Art rockers meet The Carpenters and struggle for supremacy. On the original, Karen Carpenter sang sweetly about an unnamed musician; on the cover, Sonic Youth inject sleaze 'n' slime in equal measure. You can find this on the If I Were a Carpenter album, wherein a bunch of rockers take on the always underestimated Carpenters catalogue. American Music Club's cover of Say Goodbye to Love, also on the album, is a bit excellent too.

This Mortal Coil: Song to the Siren

Tim Buckley's original can never be listened to again once you've heard this stunning version. Cocteau Twins singer Elizabeth Fraser now owns sole possession, courtesty of her utterly remarkable vocal performance here. From the This Mortal Coil album, It'll End in Tears, which also contains Candytalk vocalist Gordon Sharp with a sublime cover of Alex Chilton's Kangaroo.

Langley Schools Project: I Get Around

The original Beach Boys track was "fun in the sun" but, given to these rural Canadian schoolchildren, the song takes on a weirdly unsettling feeling. But in a good way. From the Outsider music album, Innocence and Despair.

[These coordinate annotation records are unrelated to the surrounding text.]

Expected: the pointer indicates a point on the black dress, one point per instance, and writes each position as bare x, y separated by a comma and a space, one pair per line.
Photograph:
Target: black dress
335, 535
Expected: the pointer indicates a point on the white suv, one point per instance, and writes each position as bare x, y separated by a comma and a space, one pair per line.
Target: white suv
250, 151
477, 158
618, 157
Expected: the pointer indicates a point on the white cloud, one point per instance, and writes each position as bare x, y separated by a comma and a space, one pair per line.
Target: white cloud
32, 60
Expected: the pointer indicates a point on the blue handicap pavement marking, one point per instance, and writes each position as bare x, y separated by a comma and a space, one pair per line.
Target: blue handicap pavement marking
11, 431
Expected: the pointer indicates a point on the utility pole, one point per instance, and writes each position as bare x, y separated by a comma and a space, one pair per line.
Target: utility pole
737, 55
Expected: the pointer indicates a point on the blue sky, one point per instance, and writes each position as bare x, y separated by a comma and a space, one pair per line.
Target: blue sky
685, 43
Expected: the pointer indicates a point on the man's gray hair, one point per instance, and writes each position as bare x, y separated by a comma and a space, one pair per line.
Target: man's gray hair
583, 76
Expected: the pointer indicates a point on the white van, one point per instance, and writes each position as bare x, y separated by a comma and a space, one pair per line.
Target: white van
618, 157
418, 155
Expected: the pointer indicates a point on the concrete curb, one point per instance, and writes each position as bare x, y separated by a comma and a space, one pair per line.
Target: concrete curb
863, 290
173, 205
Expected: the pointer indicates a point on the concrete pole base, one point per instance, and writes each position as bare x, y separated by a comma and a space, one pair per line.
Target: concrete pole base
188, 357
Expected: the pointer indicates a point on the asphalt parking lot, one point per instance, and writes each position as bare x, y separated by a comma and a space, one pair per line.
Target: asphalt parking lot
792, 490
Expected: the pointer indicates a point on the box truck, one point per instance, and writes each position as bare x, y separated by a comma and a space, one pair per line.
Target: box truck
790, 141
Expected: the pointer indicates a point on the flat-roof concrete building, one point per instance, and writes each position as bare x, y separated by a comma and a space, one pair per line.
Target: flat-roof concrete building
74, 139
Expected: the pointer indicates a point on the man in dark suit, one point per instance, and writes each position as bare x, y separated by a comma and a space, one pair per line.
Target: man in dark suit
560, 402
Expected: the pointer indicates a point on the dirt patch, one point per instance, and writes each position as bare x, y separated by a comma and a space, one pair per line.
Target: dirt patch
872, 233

Urge Overkill: Girl, You'll Be A Woman Soon

This had been released a good two years before, to little notice, before Tarantino picked it up for Pulp Fiction. The only way to cover a Neil Diamond song. Pity they didn't put Red, Red Wine on the B-side.

The Beatles: Twist and Shout

First the Top Notes had a go at this, then the Isley Brothers, but it was only when the early Beatles got their mop tops around it that the song really, really soared.

Morrissey/Glenn Tilbrook: Nothing Rhymed

The Squeeze man was the first to recognise the beautiful poignancy in Gilbert O'Sullivan's song, but Morrissey soon muscled him out of the way with his own surprisingly straight-faced reworking. A live Moz staple but sadly remains unrecorded.